Pour une école participative

"Propos recueillis auprès de 2 adolescentes lycéennes revenues il y a 5 ans en France.

 

Elles ont toutes les deux suivi un cursus international ou anglais dans les différents pays dans lesquels elles ont vécu (Asie, Amérique du nord, Amérique du sud, Angleterre).

 

Les deux jeunes filles s'accordent à dire que l'adaptation au système d'éducation français n'a pas été facile.

 

Il y a plusieurs raisons à cela: les horaires, les effectifs dans les classes, la transmission de l'enseignement, le rapport aux professeurs. 

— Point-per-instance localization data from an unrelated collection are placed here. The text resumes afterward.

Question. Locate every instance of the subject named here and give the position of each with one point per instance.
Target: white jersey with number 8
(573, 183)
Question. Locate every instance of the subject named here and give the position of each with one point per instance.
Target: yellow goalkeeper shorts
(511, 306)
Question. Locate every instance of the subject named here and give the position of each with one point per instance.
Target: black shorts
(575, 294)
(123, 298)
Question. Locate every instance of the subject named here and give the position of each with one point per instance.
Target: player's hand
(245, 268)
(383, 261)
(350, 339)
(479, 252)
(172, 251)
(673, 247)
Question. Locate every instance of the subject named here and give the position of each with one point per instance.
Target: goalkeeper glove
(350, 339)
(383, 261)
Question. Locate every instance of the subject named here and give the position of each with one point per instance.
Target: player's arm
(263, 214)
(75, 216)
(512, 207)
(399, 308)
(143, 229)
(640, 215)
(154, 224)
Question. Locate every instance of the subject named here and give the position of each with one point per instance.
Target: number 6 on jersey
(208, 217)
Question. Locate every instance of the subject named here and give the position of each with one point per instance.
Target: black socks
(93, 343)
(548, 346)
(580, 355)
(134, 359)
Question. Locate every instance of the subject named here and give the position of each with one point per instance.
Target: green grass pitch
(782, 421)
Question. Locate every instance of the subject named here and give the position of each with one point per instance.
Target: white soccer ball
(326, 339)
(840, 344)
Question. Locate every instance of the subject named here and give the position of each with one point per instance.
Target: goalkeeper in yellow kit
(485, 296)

Tout est différent, il faut donc un temps d'adaptation afin de comprendre le système français.

 

Dans les écoles internationales, les enfants sont plus "acteurs" que "spectateurs". 

Il faut dire que les effectifs sont réduits car ces écoles ont plus de moyens. 

Les classes accueillent entre 20 et 25 élèves maximum. 

Une des deux adolescentes dit que parfois ils étaient 15 par classe.

Les enfants sont alors plus sollicités pour participer. 

On leur demande beaucoup de faire appel à leur imagination. 

 

Ils doivent rendre beaucoup de "projets" sur des thèmes variés, ce sont nos exposés.

 

-"On n'a pas peur de parler devant les autres élèves car tout le monde nous encourage, les profs et les élèves" rapporte l'une d'entre elles.

-"Oui c'est vrai, on n'a pas peur de se tromper" rajoute l'autre jeune fille. En France, c'est un peu différent parfois car certains professeurs ne sont pas très encourageants et ni positifs .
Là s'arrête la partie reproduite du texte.